JERUSALEM -- Israeli Prime Minister Ehud Olmert, in a bid for political survival, struck an alliance yesterday with a hard-liner who has called for stripping Israeli Arabs of citizenship, executing lawmakers for talking to Hamas, and bombing Palestinian population centers.
Taking the hawkish Yisrael Beiteinu party into the government would shore up Olmert's coalition, weakened badly by the war with Hezbollah, but probably ends any hope for a unilateral Israeli withdrawal from much of the West Bank.
Yisrael Beiteinu's leader, Avigdor Lieberman, announced the deal yesterday after meeting Olmert. "We are joining the government," the smiling Lieberman said.
Olmert said as deputy prime minister, Lieberman would be responsible for "strategic threats," such as Iran's nuclear ambitions. His appointment must be approved by parliament, a step seen as a formality.
Lieberman, 48, entered the political stage a decade ago as a top aide to then-Prime Minister Benjamin Netanyahu. He quickly gained a reputation as a powerful behind-the-scenes mover. Critics accused him of strong-arm tactics.
He has grown into a potent political force, in large part because of his popularity with Israel's sizable community of immigrants from the former Soviet Union. Lieberman, a former bar bouncer, immigrated to Israel from the Soviet republic of Moldova in 1978.
Lieberman's comments about Arabs have made him one of Israel's most divisive figures.
At the height of fighting against Palestinians in 2002, Lieberman, then a Cabinet minister, called for the bombing of Palestinian gas stations, banks, and commercial centers.
More recently, he advocated trading Israeli Arab towns for West Bank settlements -- in effect stripping Israeli Arabs of citizenship -- and called for the execution of Israeli Arab lawmakers who met with leaders of Hamas, which is running the Palestinian government.

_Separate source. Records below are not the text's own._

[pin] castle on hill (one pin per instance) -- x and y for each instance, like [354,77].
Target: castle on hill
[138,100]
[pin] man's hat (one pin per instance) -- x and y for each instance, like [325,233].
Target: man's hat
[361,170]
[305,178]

Such positions have drawn accusations of racism.
But with his coalition weakened by harsh criticism of this summer's war, Olmert had little choice but to look past Lieberman's liabilities. Yesterday, Olmert's spokeswoman, Miri Eisin, dismissed Lieberman's past stances as rhetoric.
Speaking to reporters yesterday, Lieberman questioned the wisdom of past peace deals in which Israel ceded captured land to Arab adversaries. "Maybe we should ask if we should go in a different direction," he said.

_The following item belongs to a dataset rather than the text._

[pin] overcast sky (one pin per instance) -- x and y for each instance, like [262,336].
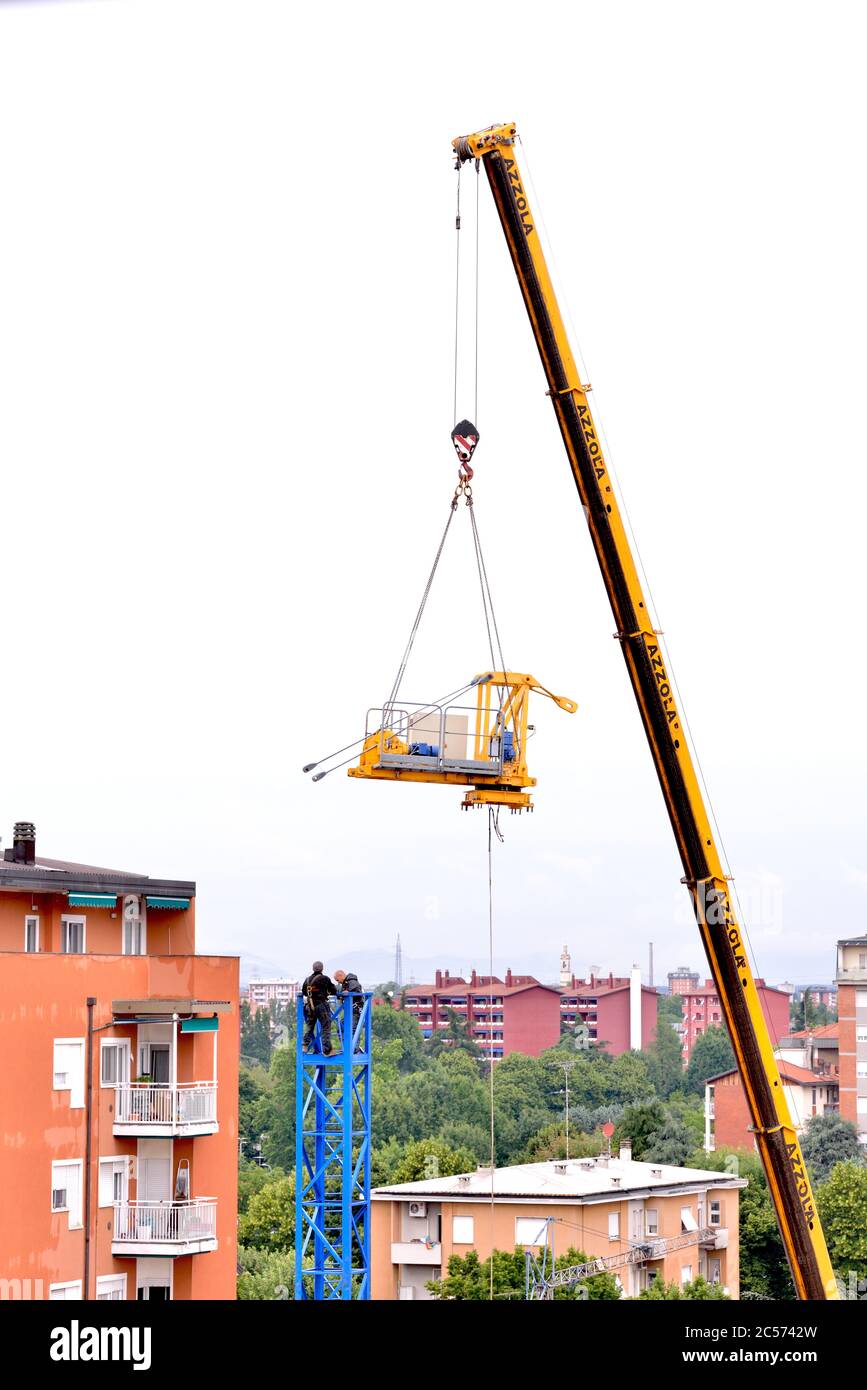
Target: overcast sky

Dovish Israelis were enraged. Yossi Beilin, leader of the Meretz Party, accused Olmert of "defrauding voters" by striking a deal with Lieberman. Olmert was elected this year on a platform of a unilateral withdrawal from much of the West Bank, but he shelved the plan in the aftermath of the war against Hezbollah. Lieberman quit a previous government over his rejection of Israel's pullout from Gaza last year.
With Yisrael Beiteinu and its 11 seats in the coalition, Olmert now controls 78 of 120 seats in parliament, guaranteeing success in crucial parliamentary votes.

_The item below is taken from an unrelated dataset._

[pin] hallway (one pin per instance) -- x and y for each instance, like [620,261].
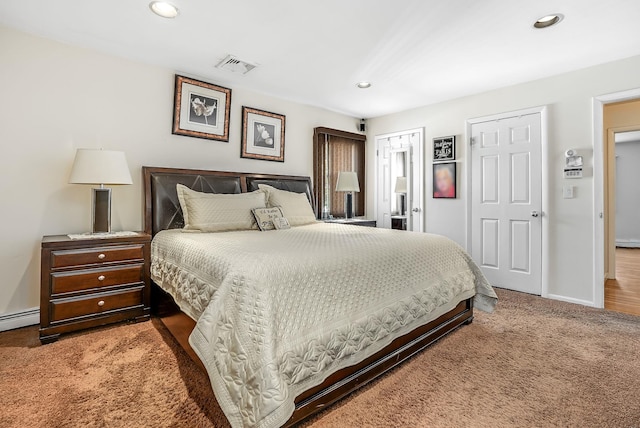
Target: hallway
[623,293]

"A government must have a stable majority, and we must set the rules for securing this, and a wide political base that would shield it," Olmert said.
Saeb Erekat, a confidant of the moderate Palestinian president, Mahmoud Abbas, termed the development an internal Israeli affair. "At the end of the day, what we hoped for is to have a partner in Israel who is willing to revive a meaningful peace process that will end this miserable situation between our two peoples," Erekat said.
Olmert said the inclusion of Lieberman in the government would not result in any policy changes. However, many moderate Israelis expressed concern that Lieberman will have a say in sensitive matters, such as Israel's dealing with the threat of a nuclear Iran.
"He's bringing an unguided missile, a loose cannon, into his government," said analyst Yossi Alpher. "This says something very worrisome to me about Olmert's way of handing out security portfolios."
One of the prices for Lieberman's inclusion was the Cabinet's narrow endorsement Sunday of a proposal to replace Israel's parliamentary rule with a US-style system.
The proposal would include direct election of the prime minister and granting him broader powers. It also would raise the bar for parliamentary representation so high that smaller parties -- such as those representing Israeli Arabs -- would be hard-pressed to win seats. The ceremonial presidency would be eliminated.
Olmert agreed to support Cabinet endorsement of the proposal to appease Lieberman, but said yesterday he would not vote for it in parliament. It is not expected to win parliamentary approval, in part because of misgivings about Lieberman.